Nach Berechnungen hat das Unternehmen in Russland 25 solcher Medikamente im Umlauf. Einige MSD-Arzneimittel sind führend bei der Geldversorgung, und es ist unwahrscheinlich, dass ihr Angebot reduziert wird. Bei der Ankündigung, die Lieferungen nach Russland zu reduzieren oder ganz einzustellen, entscheiden die Unternehmen Punkt für Punkt für jedes Produkt und gehen von den Kosten und Gewinnen aus, sagt Nikolay Bespalov, Entwicklungsleiter von RNC Pharma. Seinen Daten zufolge lag beispielsweise der Anteil von MSD im Jahr 2021 bei 11 Medikamenten, für die es Analoga gibt, bei weniger als 50 % des Geldes.
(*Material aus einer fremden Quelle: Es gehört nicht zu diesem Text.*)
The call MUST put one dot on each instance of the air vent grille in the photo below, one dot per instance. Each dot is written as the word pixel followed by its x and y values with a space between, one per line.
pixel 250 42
Zu diesen Medikamenten gehören unter anderem das Hypoglykämie-Medikament Januvia, Remicade für rheumatoide Arthritis, die Antibiotika Invanz und Cubicin sowie das Krebsmedikament Temodal. Zusammen machten sie nach Angaben von RNC Pharma 4 % des Umsatzes aller MSD-Medikamente in Rubel im Jahr 2021 aus. Laut dem staatlichen Arzneimittelregister wird Januvia bei Akrikhin verpackt, während Invanz und Remicaid bei Ortata (Teil von R-Pharm) verpackt werden. Akrikhin reagierte nicht auf die Anfrage von Kommersant, R-Pharma lehnte eine Stellungnahme ab.
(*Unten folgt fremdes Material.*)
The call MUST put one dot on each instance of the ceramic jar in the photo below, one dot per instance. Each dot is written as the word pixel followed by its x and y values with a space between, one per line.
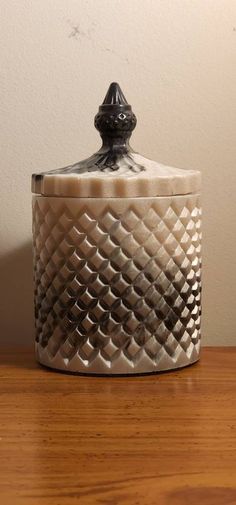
pixel 117 258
Westliche Pharmaunternehmen, darunter Pfizer, Novartis, AbbVie und Sanofi, kündigten eine Aussetzung ihrer Investitionen auf dem russischen Markt an, versicherten aber, dass sie weiterhin Medikamente liefern würden. Darüber hinaus hat das US-Unternehmen Eli Lilly die Lieferungen von Cialis zur Behandlung von Erektionsstörungen ausgesetzt. GSK weigerte sich, eine Reihe von Vitaminen und Nahrungsergänzungsmitteln zu liefern, und AbbVie weigerte sich, Produkte für die ästhetische Medizin zu liefern. Nur das amerikanische Unternehmen BMS entschloss sich zu einem drastischen Schritt: Es schloss sein Büro in Russland und übertrug das russische Geschäft an seinen Partner Swixx BioPharma.
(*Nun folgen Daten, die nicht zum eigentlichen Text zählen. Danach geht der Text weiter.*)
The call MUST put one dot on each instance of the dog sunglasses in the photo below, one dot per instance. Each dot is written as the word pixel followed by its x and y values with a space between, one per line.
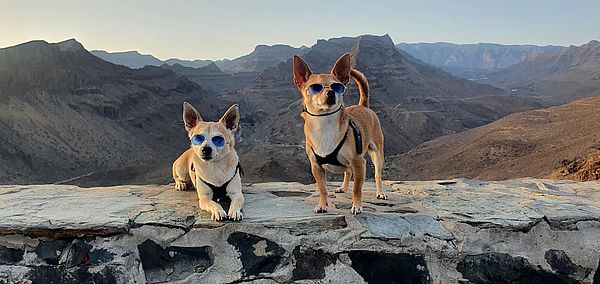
pixel 219 141
pixel 338 88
Sergei Shulyak, der Generaldirektor der DSM-Gruppe, bezeichnet die Entscheidung westlicher Unternehmen, ihre Arbeit in Russland zu reduzieren, als politisch. „Der russische Markt ist für sie jetzt eine zu große Herausforderung“, sagt er. Es gibt jedoch wirtschaftliche Gründe für diese Entscheidung. Herr Shulyak ist zuversichtlich, dass westliche Pharmaunternehmen Arzneimittel mit geringem Umsatzanteil vom russischen Markt zurückziehen und die Originalpräparate übrig lassen werden.